Au Canada, une personne doit attendre en moyenne des mois, voire des années, avant de pouvoir consulter un psychiatre, selon la région où elle habite. Comme je l'ai mentionné plus tôt, l'intensité de la maladie mentale peut varier et, lorsque la situation change, les symptômes de la maladie mentale ne sont souvent plus les mêmes.

Il faut aussi tenir compte des facteurs psychosociaux. Le clinicien qui connaît bien son patient, comme ses relations, sa situation professionnelle, ses problèmes affectifs et la présence ou non d'un réseau de soutien, est mieux en mesure d'évaluer sa capacité de consentir à sa propre mort. Une période d'une semaine et demie n'est même pas suffisante pour permettre à un professionnel d'observer de façon complète la maladie mentale de son patient au fil de plusieurs rendez-vous.

Plusieurs professionnels de la santé mentale qui ont témoigné devant le Comité sénatorial des affaires juridiques ont mentionné qu'il est important de prévoir un plus long délai d'attente pour les personnes aux prises avec une maladie mentale.

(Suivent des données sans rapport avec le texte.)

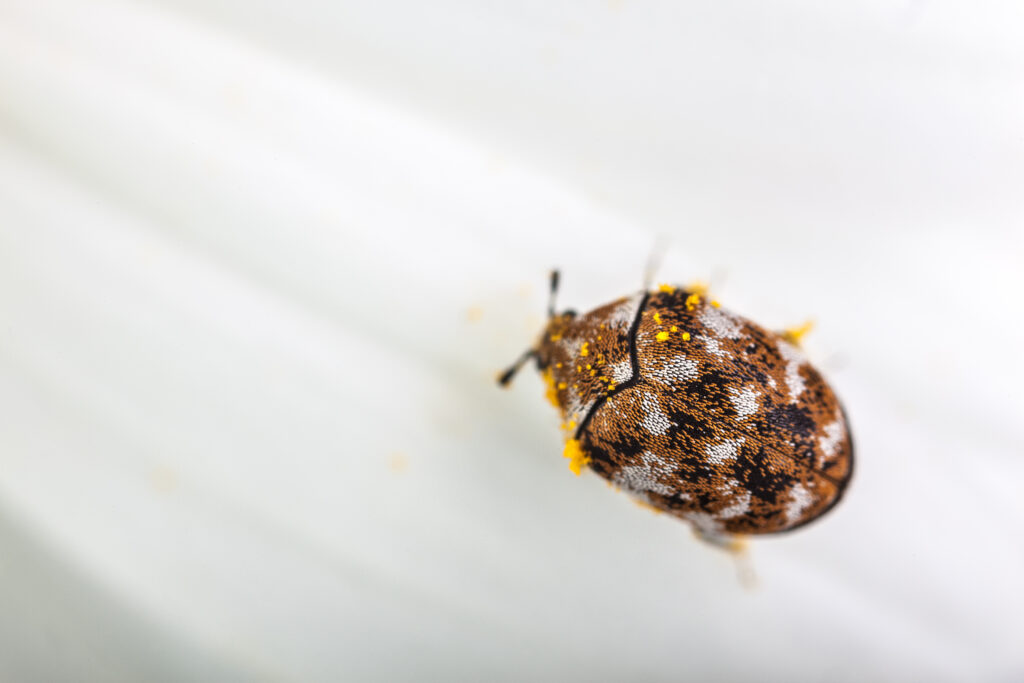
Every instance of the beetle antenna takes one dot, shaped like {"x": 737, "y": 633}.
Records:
{"x": 507, "y": 376}
{"x": 554, "y": 292}
{"x": 654, "y": 260}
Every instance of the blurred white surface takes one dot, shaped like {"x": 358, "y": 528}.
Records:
{"x": 259, "y": 263}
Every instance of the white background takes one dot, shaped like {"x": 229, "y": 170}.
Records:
{"x": 260, "y": 261}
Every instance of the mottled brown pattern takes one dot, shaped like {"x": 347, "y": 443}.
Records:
{"x": 730, "y": 428}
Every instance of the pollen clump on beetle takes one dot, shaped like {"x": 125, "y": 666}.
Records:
{"x": 549, "y": 387}
{"x": 578, "y": 459}
{"x": 795, "y": 334}
{"x": 698, "y": 287}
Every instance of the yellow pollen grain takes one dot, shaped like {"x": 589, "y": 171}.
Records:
{"x": 573, "y": 452}
{"x": 698, "y": 286}
{"x": 549, "y": 391}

Le Dr Padraic Carr, un psychiatre, a insisté sur l'importance de « prévoir un délai adéquat entre les évaluations pour s'assurer que le résultat des entrevues n'est pas indûment influencé par les circonstances immédiates. » Il a ensuite dit que le délai d'attente de 15 jours « semble inadéquat si une maladie mentale est présente ou soupçonnée. »

La Commission de la santé mentale du Canada, elle, préconise une période d'attente de trois mois entre le moment où la demande est présentée et celui où l'aide médicale à mourir est offerte. Patrick Baillie, un psychologue, a déclaré au Comité des affaires juridiques que la Commission de la santé mentale du Canada est en faveur d'une période d'attente plus longue.

[...] non seulement pour permettre une évaluation plus poussée, mais également pour donner à la personne l'occasion peut-être de s'informer sur les autres formes de traitements disponibles, au-delà des interventions pharmacologiques, par exemple, dont elle aurait déjà fait l'essai.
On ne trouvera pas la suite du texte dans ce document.